Like previously mentioned, I am not a huge fan of turkey but I love chicken so this whole chicken made in the pressure cooker was my kind of showstopper. You can actually free up oven space because this is mainly made in the pressure cooker and you can keep it warm in the pressure cooker up until you need to quickly broil the outside of the chicken for that gorgeous dark brown color.
Shenandoah Valley Organic Farmer Focus brand makes it easy for me to pick my choice in meat. SVO prides themselves in the highest quality chicken grown on family-owned farms. The Farmer Focus brand gives you the ability to find out where your chicken is from (which farm it came from) by going to their website and typing in the farm ID that is on every Farmer Focus package. The organic chicken from SVO is humanely raised and a fed a diet free from animal byproducts, pesticides, and antibiotics. Pretty easy choice in terms of your Thanksgiving meat alternative, right?

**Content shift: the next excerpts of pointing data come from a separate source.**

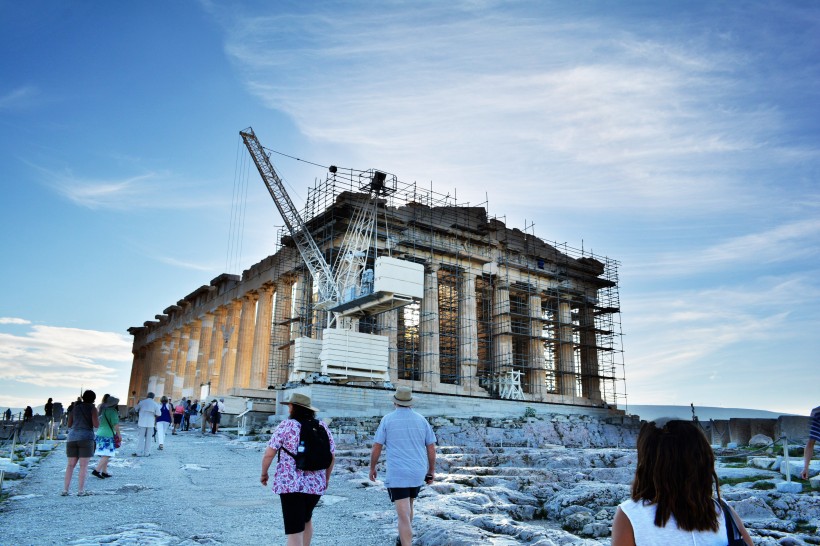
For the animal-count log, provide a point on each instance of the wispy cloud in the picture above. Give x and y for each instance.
(12, 320)
(648, 121)
(683, 332)
(153, 189)
(57, 357)
(789, 242)
(18, 98)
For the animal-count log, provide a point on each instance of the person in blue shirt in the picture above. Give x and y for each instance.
(814, 436)
(411, 458)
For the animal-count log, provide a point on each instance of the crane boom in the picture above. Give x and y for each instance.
(313, 257)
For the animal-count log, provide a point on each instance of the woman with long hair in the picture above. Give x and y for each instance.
(298, 490)
(672, 502)
(164, 420)
(79, 446)
(104, 441)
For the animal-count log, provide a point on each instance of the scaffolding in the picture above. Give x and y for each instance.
(507, 304)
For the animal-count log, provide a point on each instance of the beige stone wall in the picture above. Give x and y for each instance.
(237, 332)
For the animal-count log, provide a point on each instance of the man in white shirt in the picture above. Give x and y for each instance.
(148, 410)
(411, 458)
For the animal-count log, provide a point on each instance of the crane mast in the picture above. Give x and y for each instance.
(309, 250)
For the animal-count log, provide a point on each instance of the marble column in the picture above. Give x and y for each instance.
(179, 363)
(388, 325)
(537, 377)
(281, 331)
(429, 330)
(590, 374)
(188, 387)
(229, 350)
(566, 357)
(468, 334)
(218, 342)
(261, 339)
(167, 386)
(502, 328)
(201, 374)
(244, 349)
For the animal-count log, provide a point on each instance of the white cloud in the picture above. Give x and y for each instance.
(11, 320)
(789, 242)
(652, 122)
(57, 357)
(18, 98)
(154, 189)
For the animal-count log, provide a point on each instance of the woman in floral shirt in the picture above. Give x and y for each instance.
(298, 490)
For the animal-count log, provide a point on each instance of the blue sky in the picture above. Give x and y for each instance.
(681, 139)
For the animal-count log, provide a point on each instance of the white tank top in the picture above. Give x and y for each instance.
(642, 517)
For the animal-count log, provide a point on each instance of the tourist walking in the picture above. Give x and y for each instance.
(192, 414)
(217, 408)
(179, 413)
(299, 490)
(147, 411)
(814, 436)
(206, 417)
(672, 500)
(166, 410)
(109, 428)
(411, 458)
(80, 442)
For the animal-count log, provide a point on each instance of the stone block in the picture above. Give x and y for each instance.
(789, 487)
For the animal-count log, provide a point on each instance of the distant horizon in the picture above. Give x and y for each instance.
(645, 411)
(678, 139)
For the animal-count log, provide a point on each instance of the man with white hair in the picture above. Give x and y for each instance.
(148, 410)
(411, 458)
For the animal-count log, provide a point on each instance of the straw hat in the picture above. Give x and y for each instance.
(403, 397)
(299, 399)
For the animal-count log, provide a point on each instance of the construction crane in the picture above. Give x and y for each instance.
(349, 291)
(309, 250)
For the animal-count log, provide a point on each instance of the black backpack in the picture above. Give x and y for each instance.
(316, 454)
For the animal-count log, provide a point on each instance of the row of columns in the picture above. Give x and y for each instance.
(245, 343)
(227, 347)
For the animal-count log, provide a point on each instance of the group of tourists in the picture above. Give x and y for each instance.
(675, 497)
(84, 418)
(156, 419)
(411, 463)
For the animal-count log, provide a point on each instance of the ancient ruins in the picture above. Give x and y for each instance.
(504, 315)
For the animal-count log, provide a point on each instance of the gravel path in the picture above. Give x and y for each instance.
(201, 489)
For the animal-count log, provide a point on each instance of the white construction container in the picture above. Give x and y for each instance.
(399, 277)
(353, 355)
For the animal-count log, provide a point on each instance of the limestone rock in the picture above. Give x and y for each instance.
(759, 440)
(752, 508)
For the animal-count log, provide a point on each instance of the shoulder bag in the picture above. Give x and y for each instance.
(732, 531)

Just look at the crust on the outside of the bird! The honey butter and herbs give the chicken awesome flavor and extra crispy skin — one of the best parts of chicken, right?
Pressure Cooker Honey Butter and Herb Roasted Chicken
- 1 whole chicken, about 4 pounds, giblets removed
- 1 bunch fresh poultry herbs (sage, rosemary, thyme)
- Salt and pepper, to taste
- 1 lemon, halved
- ½ onion, quartered
- 1 cup (237 ml) chicken stock
- 4 tablespoons (56 g) unsalted butter, room temperature
- 2 tablespoons honey
- 5 sprigs fresh thyme
- Pat dry the exterior of your whole chicken and season with salt and pepper. And set on a large plate or cutting board.
- Wash your hands then put the poultry herbs into the cavity along with the onions and lemon halves.
- Place the whole chicken into the insert of your 6-quart pressure cooker then add chicken stock around the chicken.
- Using manual mode on your pressure cooker (I have an Instant Pot), change your pressure to high pressure and cook time to 35 minutes.
- While chicken is cooking, preheat oven to 450 °F (232 °C). In a small bowl, mix together butter, honey, and thyme.
- Once chicken is done, you can either do a quick-release of pressure or let it manually release. Either way, once the pressure is released, carefully lift out the chicken and place on a large casserole dish. Leave the liquid in the insert as you can make a gravy out of it later!
- Using your a brush or your hands (if you deem that the chicken is not too hot), spread the butter mixture all over the chicken. Making sure it gets in the nooks and crannies and the inside cavity.
- Bake in the oven for an additional 15-20 minutes to get the exterior nice and brown. You can choose to broil the exterior, too, but watch it as it takes less time.
- Let chicken rest for 15 minutes before carving and serving.
- For the liquid that is still in the pressure cooker insert: turn your pressure cooker to the saute function (if you don’t have that, you can pour the liquid into a small saucepan and this on the stove) then add 2-3 tablespoons of flour to the mixture to thicken into a gravy-like consistency. If you like it thicker, add more flour. Season with additional salt and pepper, to taste.